I've definitely found my accent has become more 'proper' since coming here. An English accent is hard enough for most people to contend with on the phone, but a broad Yorkshire accent, not on your life mate. I always, 'regularly' have to say zee instead of zed, and these days am finding I'm translating automatically, a short step away from losing my vernacular completely.

It is funny to me though, that so few people here consider themselves to have an accent. Just try asking a Santa Barbaran to pronounce anything with a 't' in it and they are genuinely surprised to find out that they have no 't', ie 'Montecito' becomes 'Monecido' and 'Cota Street' becomes 'Coda'. It's really chuffing embarrassing to have to order a 'Rooty Tooty Fresh and Fruity' at IHOP with an English accent, but fortunately that doesn't come up very often.

Pronunciations were even a consideration when naming Anna. We both loved the name Katie, but it would have been weird for me to constantly hear her being called 'Kady'. Of course, I was in for the surprise of my life when one of my Mom's Group generously commented that I couldn't even pronounce my own daughter's name correctly (I do love my Mum's group, I really don't know why I don't go more often). Apparently I say 'Annerr' instead of 'Anna'. For once I was too gobsmacked to reply, but, 'maybe you should try leaving the tri-counties once in a while love and discover that people have accents' wouldn't have gone amiss.

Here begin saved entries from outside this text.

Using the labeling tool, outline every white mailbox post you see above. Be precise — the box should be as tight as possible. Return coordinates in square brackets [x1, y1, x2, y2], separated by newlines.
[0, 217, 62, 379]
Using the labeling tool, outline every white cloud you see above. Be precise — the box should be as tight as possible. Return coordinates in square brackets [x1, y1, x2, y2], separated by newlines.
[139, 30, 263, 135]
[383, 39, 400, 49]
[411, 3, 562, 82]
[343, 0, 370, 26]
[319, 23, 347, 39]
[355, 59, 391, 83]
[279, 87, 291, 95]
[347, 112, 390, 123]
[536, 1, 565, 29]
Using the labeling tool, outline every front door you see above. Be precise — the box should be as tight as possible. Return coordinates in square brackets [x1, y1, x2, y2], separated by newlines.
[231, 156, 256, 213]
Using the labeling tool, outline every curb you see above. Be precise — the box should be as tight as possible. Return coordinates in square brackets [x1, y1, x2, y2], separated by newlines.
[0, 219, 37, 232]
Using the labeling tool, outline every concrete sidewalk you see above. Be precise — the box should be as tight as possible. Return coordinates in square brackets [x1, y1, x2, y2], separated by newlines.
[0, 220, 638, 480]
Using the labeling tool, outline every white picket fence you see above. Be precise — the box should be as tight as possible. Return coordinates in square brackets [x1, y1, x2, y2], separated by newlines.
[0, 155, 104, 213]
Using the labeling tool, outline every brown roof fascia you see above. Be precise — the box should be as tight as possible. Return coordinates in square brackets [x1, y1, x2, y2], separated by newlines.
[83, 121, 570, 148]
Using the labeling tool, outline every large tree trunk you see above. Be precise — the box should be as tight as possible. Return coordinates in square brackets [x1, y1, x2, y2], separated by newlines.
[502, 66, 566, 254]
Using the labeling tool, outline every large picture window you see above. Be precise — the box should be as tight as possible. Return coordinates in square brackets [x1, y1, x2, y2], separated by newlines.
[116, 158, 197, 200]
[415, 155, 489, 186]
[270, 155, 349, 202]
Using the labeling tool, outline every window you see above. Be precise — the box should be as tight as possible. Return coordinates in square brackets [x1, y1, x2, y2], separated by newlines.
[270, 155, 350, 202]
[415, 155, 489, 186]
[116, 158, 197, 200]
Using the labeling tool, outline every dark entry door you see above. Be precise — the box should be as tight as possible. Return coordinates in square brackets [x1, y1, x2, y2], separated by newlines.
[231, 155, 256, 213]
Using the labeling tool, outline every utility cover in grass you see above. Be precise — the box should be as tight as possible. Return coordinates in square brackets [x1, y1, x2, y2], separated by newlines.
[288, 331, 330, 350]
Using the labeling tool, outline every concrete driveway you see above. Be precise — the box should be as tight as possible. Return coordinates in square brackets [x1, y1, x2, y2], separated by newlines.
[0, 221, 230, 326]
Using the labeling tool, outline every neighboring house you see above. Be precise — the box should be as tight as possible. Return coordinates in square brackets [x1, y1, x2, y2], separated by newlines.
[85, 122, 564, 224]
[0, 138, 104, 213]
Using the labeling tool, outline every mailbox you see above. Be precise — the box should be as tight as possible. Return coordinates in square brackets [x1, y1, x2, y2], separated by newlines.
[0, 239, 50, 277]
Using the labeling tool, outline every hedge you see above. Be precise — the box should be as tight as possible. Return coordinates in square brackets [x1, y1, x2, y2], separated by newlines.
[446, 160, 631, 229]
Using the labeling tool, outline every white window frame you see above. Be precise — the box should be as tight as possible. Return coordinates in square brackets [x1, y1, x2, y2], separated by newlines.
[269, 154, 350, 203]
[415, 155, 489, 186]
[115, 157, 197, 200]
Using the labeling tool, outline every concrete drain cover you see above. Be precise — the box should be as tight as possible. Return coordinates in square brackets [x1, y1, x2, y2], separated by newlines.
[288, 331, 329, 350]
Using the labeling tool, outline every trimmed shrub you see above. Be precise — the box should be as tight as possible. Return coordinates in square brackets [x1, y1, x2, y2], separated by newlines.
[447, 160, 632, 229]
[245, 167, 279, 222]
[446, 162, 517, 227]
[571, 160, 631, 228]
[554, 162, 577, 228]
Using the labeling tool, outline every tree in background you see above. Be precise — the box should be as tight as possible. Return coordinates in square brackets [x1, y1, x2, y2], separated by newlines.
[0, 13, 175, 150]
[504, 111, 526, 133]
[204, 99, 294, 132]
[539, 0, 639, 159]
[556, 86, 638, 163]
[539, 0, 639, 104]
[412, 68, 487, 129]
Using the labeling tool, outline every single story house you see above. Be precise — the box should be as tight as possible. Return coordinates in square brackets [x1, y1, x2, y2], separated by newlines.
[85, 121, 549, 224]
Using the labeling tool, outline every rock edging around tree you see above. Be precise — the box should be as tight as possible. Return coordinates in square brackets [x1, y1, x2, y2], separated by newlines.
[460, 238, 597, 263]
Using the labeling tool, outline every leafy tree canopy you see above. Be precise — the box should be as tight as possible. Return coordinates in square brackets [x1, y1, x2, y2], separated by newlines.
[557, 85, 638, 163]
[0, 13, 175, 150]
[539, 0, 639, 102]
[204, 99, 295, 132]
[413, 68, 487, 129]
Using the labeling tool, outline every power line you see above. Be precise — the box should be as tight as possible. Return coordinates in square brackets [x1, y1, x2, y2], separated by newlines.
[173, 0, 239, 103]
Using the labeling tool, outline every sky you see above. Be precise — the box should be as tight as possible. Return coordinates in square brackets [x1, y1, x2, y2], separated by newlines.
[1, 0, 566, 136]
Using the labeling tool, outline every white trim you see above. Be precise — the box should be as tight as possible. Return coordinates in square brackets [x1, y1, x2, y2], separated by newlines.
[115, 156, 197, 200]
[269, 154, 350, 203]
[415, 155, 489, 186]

And that's all I have to say about that.

2 comments:

Fresh Hell said...

You aren't alone. I was told recently (by a native Californian, no less)that my accent was changing since I've been living on the east coast. I was in a cold, sweaty panic thinking that I may at some point affect the Bostonian accent. Then I remembered that only the low-brow inbred pedestrian element have that accent falling off their tongues. Phwew!

For the record, as I read your post, I realized that I todally don't ever pronounce my T's. Like I need another thing to be neurodic and obsessive about... Thanks!

AliBlahBlah said...

That would really be something to hear you with a Bawston accent! Or, rather, that would be todally inneresding(!)